From International Socialism (1st series), No. 3, Winter 1960/61, p. 30.
Thanks to Ted Crawford & the late Will Fancy.
Transcribed & marked up by Einde O’ Callaghan for the Encyclopaedia of Trotskyism On-Line (ETOL).
The British General Election of 1959
Butler and Rose
Nuffield election studies are fast becoming definitive statements of General Elections. The present one assembles a vast amount of work, not all of it always in the most interesting direction. The study, however, serves to confirm or reject much of the post-election speculation and mythology. Labour’s ‘fighting chance’ is measured, the multitude of cross-currents assessed, and the impact of nearly two millions pounds-worth of anti-Labour propaganda analysed. The study is balanced, and within its assumptions,, more objective than many who have spoken since the election. It illustrates Labour’s whole approach, accepting the framework of Conservative assumptions, while fighting vigorously for some variation in content; attempting to mesh with current grievances, without challenging the status quo producing them.

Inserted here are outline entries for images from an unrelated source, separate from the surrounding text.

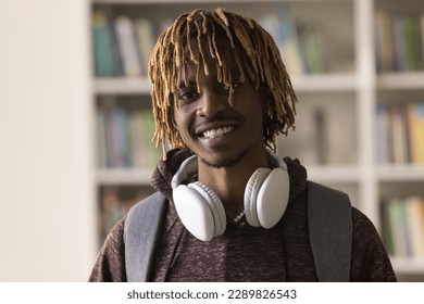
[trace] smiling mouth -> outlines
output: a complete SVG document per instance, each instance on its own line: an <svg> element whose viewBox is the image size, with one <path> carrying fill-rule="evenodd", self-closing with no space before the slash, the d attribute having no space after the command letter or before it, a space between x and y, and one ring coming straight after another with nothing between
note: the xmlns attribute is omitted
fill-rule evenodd
<svg viewBox="0 0 424 304"><path fill-rule="evenodd" d="M214 139L229 134L234 130L234 126L224 126L215 129L209 129L202 132L202 136L208 139Z"/></svg>

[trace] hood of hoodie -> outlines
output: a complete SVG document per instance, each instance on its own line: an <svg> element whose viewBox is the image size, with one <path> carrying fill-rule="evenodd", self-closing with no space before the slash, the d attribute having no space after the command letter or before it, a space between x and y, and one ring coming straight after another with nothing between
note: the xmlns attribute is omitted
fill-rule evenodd
<svg viewBox="0 0 424 304"><path fill-rule="evenodd" d="M172 201L171 180L178 170L180 164L192 155L189 150L173 149L167 151L166 161L160 161L152 174L151 185L160 191L169 201ZM299 160L284 157L287 164L288 175L290 178L289 201L307 189L307 169L300 164Z"/></svg>

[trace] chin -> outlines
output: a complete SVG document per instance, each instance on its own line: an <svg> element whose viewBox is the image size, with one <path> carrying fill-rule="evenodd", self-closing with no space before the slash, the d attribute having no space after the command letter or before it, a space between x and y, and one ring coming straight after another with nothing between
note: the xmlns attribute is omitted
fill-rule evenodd
<svg viewBox="0 0 424 304"><path fill-rule="evenodd" d="M246 151L242 151L230 157L220 157L220 160L209 160L199 155L201 162L212 168L227 168L237 165L246 156Z"/></svg>

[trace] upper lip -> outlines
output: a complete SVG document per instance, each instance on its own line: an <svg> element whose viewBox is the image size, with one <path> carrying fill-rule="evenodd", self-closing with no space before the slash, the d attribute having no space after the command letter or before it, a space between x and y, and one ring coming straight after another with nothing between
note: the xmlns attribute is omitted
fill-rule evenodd
<svg viewBox="0 0 424 304"><path fill-rule="evenodd" d="M213 123L203 123L195 128L195 134L197 136L203 136L203 132L208 130L219 129L227 126L236 127L237 125L239 125L239 122L235 122L235 121L220 121Z"/></svg>

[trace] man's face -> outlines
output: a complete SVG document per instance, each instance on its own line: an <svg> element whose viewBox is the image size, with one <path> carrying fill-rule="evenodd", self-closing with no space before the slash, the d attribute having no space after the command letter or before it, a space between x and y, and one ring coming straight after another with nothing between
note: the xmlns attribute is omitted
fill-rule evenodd
<svg viewBox="0 0 424 304"><path fill-rule="evenodd" d="M200 68L197 92L197 64L188 64L188 86L175 93L174 119L186 145L205 164L228 167L250 153L263 150L262 101L250 80L240 83L232 75L233 106L229 88L217 81L215 63L208 59L209 75ZM184 81L183 81L184 83ZM255 155L255 154L251 154Z"/></svg>

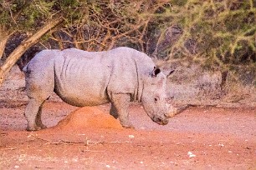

Where political controversy is shallow, the job of a political analyst is to compare the relative outputs of gimmicks, the marginal inflections of the mass media, the minute ripples on the Gallup Poll pond. Butler and Rose admit the shallowness of the electoral controversy, and, by implication, the monumental boredom of a majority of the electorate. The crucial determinant of electoral behaviour is left out of politicians’ equations: society at large, the level of employment and consumption, the type and pattern of that consumption, and conditions on the shop floor.